The oblique section through the thigh at the level of the femoral head shows the position of the diverse groups of muscles relative to the articular head and the axes of movement. The M. gluteus maximus is located dorsal to the hip joint, whereas the smaller gluteal muscles (Mm. glutei medius and minimus) in part course ventral to the longitudinal and transverse axes of the hip joint. This position explains why the M. gluteus maximus acts as external rotator and extensor of the hip, and the small gluteal muscles function as strongest medial rotators and also as flexors of the hip. The M. iliopsoas is located anterior to the transverse axis and is the most important flexor of the hip joint. It is supported for this function by the anterior group of femoral muscles (M. sartorius, M. rectus femoris), the M. tensor fasciae latae, and the superficial adductor muscles (Mm. adductores longus and brevis, M. pectineus, main part of the M. adductor magnus). However, the dorsal part of the M. adductor magnus is positioned posterior to the transverse axis and functions as extensor of the hip joint together with the hamstring muscles of which it is a part of given its function and innervation. Cross-sections through the extremities are well suited to comprehend the course of the neurovascular structures in the respective compartments at several levels. After exiting the small pelvis, the N. ischiadicus initially courses beneath the M. gluteus maximus. On the ventral side, the A. profunda femoris is covered by the M. pectineus.

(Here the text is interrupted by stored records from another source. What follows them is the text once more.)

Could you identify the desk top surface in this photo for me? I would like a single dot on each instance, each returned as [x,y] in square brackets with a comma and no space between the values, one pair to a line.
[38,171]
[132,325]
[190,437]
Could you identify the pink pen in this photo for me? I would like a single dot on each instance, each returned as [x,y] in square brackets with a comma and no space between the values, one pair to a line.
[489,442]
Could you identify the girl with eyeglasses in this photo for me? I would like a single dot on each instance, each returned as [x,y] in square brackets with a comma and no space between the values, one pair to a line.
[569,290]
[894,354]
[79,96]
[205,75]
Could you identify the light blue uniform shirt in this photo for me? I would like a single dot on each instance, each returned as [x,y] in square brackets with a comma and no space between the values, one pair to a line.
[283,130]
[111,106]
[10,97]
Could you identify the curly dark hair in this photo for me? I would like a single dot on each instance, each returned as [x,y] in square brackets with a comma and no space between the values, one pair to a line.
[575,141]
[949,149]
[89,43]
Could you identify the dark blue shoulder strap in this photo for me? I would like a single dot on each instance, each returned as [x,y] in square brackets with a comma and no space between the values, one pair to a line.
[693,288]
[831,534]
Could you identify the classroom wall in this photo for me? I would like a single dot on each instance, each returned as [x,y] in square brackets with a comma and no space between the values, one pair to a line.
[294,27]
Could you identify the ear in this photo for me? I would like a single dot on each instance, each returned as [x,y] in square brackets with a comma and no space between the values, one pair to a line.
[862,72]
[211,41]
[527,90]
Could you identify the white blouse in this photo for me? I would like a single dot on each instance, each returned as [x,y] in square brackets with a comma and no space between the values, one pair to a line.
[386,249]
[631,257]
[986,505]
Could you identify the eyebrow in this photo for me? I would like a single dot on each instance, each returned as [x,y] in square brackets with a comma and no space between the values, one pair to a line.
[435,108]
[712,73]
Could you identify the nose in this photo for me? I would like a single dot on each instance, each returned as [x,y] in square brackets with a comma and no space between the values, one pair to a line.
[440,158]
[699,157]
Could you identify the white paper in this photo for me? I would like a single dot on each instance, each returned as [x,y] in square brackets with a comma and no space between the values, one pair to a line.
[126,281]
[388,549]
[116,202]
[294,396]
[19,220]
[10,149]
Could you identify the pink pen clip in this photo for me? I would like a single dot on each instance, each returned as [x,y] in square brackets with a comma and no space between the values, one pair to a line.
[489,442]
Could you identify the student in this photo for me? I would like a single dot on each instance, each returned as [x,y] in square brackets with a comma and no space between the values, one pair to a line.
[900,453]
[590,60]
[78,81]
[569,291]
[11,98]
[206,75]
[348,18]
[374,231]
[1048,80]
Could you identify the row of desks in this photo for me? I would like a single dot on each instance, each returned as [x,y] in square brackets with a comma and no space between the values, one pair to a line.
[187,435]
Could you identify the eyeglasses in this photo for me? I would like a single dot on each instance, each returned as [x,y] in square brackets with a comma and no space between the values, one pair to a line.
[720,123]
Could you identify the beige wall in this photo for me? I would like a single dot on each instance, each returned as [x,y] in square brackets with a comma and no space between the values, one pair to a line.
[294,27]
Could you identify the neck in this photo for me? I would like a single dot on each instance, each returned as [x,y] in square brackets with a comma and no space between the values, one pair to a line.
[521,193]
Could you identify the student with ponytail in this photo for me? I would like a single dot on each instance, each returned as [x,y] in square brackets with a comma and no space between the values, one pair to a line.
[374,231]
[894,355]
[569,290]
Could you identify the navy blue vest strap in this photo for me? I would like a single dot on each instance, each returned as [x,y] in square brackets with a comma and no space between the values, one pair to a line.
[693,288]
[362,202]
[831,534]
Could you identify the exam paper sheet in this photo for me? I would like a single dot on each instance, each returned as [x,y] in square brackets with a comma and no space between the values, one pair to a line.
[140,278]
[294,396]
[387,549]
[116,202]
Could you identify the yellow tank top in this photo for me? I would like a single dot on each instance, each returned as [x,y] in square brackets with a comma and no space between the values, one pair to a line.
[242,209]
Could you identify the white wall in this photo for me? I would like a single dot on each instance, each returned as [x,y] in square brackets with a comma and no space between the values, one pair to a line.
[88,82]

* transverse axis of movement in the hip joint

** sagittal axis of movement in the hip joint

Sections

Leg, transverse section

Clinical Remarks

Compression syndromes most commonly develop in the anterior compartment (compartment syndrome), rarely in the posterior deep compartment. With posttraumatic swelling of the extensor muscles or after a long march the supplying blood vessels and nerves may be compressed and damaged, causing extensive pain. This may also cause the loss of palpable arterial pulses of the A. dorsalis pedis which arises from the A. tibialis anterior. Most frequently, the compression causes a lesion of the N. fibularis profundus (→ p. 337) with resulting functional deficits including the inability to dorsiflex the foot in the ankle joint and loss of sensory innervation in the first interdigital space. This condition requires the immediate decompression by surgical incision of the fascia (fasciotomy). Diagnostically, the pressure within the anterior compartment is determined using a pressure sensor which requires immobilisation of the open leg.